A prime example of this is HBO’s show "Game of Thrones." The show approaches its third season, which begins March 31, and its popularity soars with each new episode. An article about TV piracy on Screenrant makes the claim that the show was the No. 1 most-pirated show of 2012. According to a chart in the article, there were more illegal downloads of "Game of Thrones" than there were estimated TV views.
For a network that produces its own shows and does not make money off of advertisements, this extreme level of piracy can be particularly damaging. The Hollywood Reporter estimates that the production cost for the entire series will hit somewhere between $50 million and $60 million. With expenses like that, it seems essential that viewers pay for their privilege.
Inexcusable as piracy may be, fault for this level of theft lies at least indirectly on HBO itself. The shows and movies that it provides are only available to a small group of people: cable and satellite subscribers of HBO. "Game of Thrones" is one of the most popular shows on television, but it can’t be accessed through Netflix, Hulu or any other (legal) show-hosting site.

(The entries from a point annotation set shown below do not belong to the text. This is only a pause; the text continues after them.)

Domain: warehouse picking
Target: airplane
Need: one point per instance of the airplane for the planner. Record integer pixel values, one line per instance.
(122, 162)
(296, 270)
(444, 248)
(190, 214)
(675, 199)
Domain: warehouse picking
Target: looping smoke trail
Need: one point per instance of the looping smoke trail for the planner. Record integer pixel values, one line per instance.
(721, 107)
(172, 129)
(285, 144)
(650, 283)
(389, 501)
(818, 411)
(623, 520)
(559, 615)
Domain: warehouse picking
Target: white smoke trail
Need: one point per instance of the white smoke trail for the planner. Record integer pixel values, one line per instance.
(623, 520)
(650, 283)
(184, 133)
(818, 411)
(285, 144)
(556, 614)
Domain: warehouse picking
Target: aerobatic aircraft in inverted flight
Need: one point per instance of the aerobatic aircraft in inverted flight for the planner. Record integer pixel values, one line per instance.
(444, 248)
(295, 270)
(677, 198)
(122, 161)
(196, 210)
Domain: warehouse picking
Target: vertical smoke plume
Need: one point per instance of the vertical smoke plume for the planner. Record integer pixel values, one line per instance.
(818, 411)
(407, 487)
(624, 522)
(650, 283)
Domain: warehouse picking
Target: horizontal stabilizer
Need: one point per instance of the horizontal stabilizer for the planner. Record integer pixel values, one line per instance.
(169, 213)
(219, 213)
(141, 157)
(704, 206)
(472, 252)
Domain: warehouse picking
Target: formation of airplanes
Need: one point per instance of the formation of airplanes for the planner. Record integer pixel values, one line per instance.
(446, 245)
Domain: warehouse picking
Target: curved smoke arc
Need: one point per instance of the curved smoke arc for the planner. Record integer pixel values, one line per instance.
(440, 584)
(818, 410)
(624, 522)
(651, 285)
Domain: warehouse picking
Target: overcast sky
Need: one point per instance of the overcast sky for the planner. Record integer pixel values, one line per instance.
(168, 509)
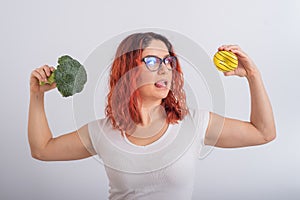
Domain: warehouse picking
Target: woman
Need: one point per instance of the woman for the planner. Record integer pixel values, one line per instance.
(146, 104)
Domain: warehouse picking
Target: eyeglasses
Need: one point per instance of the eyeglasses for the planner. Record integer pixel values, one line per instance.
(154, 63)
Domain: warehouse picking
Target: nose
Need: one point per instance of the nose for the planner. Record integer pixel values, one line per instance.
(163, 69)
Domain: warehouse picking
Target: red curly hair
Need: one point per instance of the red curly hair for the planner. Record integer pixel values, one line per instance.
(122, 100)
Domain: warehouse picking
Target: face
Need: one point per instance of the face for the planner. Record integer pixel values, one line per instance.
(155, 85)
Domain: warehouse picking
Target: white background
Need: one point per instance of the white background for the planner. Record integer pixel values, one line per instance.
(34, 33)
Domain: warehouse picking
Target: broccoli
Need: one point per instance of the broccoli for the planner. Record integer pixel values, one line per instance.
(70, 76)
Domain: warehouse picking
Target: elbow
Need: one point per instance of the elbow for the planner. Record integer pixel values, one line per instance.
(38, 155)
(270, 136)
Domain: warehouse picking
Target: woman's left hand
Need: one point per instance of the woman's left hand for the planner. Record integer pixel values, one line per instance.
(246, 66)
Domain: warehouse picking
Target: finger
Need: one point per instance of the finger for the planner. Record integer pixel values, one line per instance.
(239, 53)
(37, 75)
(229, 73)
(229, 47)
(47, 70)
(42, 72)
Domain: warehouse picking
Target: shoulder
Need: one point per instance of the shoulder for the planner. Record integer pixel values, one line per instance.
(199, 115)
(99, 126)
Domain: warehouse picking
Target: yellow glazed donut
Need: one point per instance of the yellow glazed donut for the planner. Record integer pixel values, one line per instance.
(225, 61)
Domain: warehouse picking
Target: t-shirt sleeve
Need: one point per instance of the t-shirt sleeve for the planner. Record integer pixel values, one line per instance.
(201, 119)
(95, 135)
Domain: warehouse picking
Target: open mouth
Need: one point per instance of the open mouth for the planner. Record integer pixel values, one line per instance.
(161, 84)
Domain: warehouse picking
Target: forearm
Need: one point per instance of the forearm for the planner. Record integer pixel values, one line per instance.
(261, 110)
(39, 133)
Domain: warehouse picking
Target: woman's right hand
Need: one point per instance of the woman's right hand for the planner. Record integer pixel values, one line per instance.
(41, 74)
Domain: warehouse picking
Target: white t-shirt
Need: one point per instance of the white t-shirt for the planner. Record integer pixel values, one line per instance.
(164, 169)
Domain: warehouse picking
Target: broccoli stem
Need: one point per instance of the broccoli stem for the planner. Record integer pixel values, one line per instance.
(51, 79)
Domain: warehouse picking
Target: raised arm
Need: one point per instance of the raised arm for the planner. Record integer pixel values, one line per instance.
(42, 144)
(225, 132)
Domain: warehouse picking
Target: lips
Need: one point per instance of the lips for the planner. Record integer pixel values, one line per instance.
(161, 83)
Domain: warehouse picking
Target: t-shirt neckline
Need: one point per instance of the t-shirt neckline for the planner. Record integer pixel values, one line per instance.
(151, 144)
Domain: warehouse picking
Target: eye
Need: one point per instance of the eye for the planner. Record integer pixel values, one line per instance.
(150, 61)
(170, 60)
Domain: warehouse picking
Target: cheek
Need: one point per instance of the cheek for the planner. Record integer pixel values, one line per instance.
(145, 78)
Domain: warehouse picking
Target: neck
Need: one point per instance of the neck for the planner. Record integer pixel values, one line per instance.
(150, 111)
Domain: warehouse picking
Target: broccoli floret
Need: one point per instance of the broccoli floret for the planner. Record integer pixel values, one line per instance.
(70, 76)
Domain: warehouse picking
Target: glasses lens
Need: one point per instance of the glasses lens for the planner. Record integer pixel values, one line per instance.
(152, 62)
(170, 62)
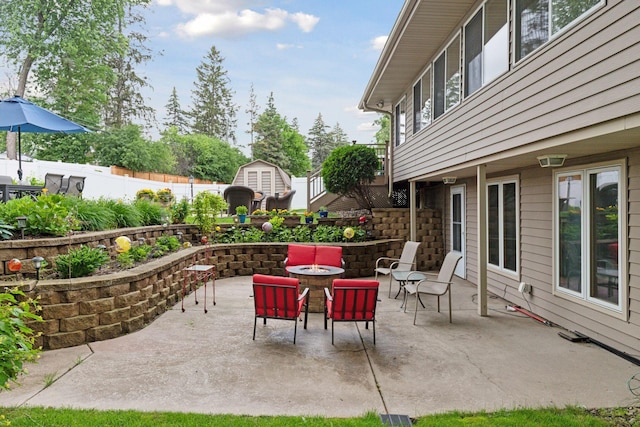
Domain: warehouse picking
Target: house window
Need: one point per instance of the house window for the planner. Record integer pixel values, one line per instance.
(486, 45)
(446, 79)
(533, 26)
(422, 102)
(400, 121)
(502, 225)
(588, 227)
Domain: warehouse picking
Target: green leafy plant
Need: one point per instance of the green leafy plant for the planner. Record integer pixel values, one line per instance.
(17, 339)
(152, 213)
(206, 207)
(80, 262)
(348, 170)
(6, 230)
(125, 214)
(180, 211)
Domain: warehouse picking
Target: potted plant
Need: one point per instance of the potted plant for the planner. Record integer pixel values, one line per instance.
(241, 211)
(308, 217)
(145, 193)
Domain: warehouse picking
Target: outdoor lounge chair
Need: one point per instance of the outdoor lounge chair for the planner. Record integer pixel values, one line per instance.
(406, 262)
(281, 201)
(74, 186)
(278, 297)
(238, 195)
(439, 285)
(53, 182)
(351, 300)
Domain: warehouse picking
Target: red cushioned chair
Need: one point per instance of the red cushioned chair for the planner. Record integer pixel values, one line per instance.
(312, 254)
(279, 298)
(351, 300)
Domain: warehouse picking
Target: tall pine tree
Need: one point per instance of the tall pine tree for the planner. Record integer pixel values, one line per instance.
(213, 113)
(320, 142)
(176, 117)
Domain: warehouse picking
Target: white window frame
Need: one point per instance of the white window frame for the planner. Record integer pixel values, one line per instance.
(417, 124)
(400, 129)
(551, 35)
(500, 182)
(485, 79)
(619, 310)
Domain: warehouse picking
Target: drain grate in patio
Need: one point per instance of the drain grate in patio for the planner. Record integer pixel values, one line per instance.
(396, 420)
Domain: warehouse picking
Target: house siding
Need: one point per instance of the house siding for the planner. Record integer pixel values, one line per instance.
(586, 76)
(536, 249)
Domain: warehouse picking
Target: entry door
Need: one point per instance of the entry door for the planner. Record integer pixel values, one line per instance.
(457, 210)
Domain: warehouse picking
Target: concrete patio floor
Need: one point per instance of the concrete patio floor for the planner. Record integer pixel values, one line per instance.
(208, 363)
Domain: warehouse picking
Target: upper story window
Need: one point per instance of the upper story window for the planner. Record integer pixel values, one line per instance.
(538, 20)
(422, 102)
(486, 45)
(589, 217)
(446, 79)
(400, 121)
(502, 225)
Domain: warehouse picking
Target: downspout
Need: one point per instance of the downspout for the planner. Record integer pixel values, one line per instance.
(388, 170)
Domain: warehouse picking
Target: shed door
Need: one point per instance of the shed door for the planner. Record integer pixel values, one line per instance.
(261, 179)
(458, 227)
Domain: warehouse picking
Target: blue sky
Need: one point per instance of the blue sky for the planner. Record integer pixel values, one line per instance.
(316, 56)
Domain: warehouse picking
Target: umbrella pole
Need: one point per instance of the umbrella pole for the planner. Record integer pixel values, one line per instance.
(19, 156)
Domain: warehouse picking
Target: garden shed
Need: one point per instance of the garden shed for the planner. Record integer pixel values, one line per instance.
(262, 176)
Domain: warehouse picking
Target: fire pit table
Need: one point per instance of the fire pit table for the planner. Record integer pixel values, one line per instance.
(316, 278)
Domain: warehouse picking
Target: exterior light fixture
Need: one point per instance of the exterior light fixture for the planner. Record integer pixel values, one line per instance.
(22, 224)
(448, 180)
(37, 264)
(552, 160)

Why does HBO choose to restrict viewers in this way? Maybe they haughtily consider themselves an exclusive service. Maybe they believe that they will make more money if they force people to subscribe to their expensive network. The latter might have proved true if there weren’t so many illegal conduits for viewership. In any case, HBO is only hurting itself.
Hundreds of fans, completely willing to pay for their beloved show but unwilling to buy a cable or satellite subscription, have cried out for a stand-alone HBO streaming service. Unfortunately, HBO has shied away from this recourse. In summer 2012, desperate fans even launched the takemymoneyhbo.com, starting an avalanche of tweets declaring how much fans would be willing to pay for a stand-alone service. HBO’s definitive “no” rang harshly in the ears of pleading fans.

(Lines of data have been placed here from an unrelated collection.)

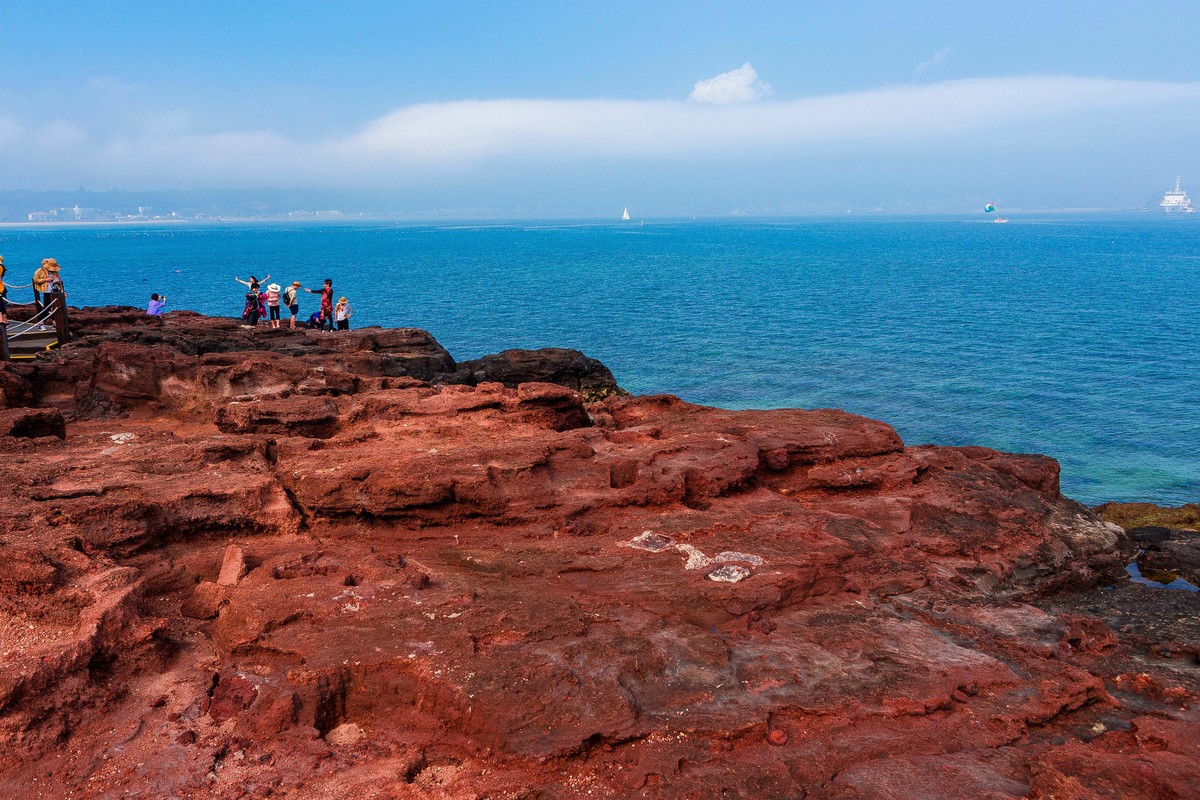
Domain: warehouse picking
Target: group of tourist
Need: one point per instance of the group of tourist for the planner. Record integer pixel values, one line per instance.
(270, 301)
(47, 278)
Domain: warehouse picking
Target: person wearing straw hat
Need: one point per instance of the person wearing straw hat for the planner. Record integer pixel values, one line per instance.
(273, 305)
(43, 278)
(292, 300)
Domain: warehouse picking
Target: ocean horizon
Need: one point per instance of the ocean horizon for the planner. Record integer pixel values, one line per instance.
(1072, 335)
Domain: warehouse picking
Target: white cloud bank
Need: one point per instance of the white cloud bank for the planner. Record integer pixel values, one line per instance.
(435, 138)
(741, 85)
(935, 60)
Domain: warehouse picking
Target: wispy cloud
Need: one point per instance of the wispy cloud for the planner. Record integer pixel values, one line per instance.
(741, 85)
(933, 61)
(433, 138)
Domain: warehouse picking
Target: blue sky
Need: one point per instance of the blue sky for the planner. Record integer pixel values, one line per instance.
(571, 107)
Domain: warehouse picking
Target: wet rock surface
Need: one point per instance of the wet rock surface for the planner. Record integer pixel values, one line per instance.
(303, 565)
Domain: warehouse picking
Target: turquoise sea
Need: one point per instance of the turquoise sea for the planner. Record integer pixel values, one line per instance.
(1073, 336)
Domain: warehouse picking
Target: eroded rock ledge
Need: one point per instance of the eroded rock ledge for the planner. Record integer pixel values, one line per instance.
(241, 564)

HBO seems to be taking the wrong approach to fighting piracy. Ignorant to the fact that their fans want to pay them, HBO denounces and threatens the pirates rather than opening up alternative methods of viewing. Being an avid "Game of Thrones" fan myself, if it weren’t for my family’s HBO subscription, I would be among the thousands of fuming fans.
"Game of Thrones" is by no means the only pirated television show out there. Hundreds of producers suffer from piracy. I’ve heard many people rationalize their illegal downloads by declaring that the big shots are still loaded. The argument that, “They are making money, anyway,” shouldn’t justify blatant theft.
However, what many producers and networks need to realize is that not all piracy is committed by selfish, greedy punks who don’t care to support their favorite shows. Even though Internet piracy is never really okay, many people who turn to it do so out of lack of alternative options. If HBO, along with other networks, realized why people pirate, perhaps they would offer different solutions.
In any case, it seems unlikely that HBO will soon change its policies. In the meantime, those of us in need of a "Game of Thrones," "True Blood," or "Girls" fix will suffer and grumble. If you fall into this group, consider finding a friend with a subscription to HBO rather than illegally downloading your favorite shows.
Hailey Gross is a sophomore in English from Cedar Rapids, Iowa.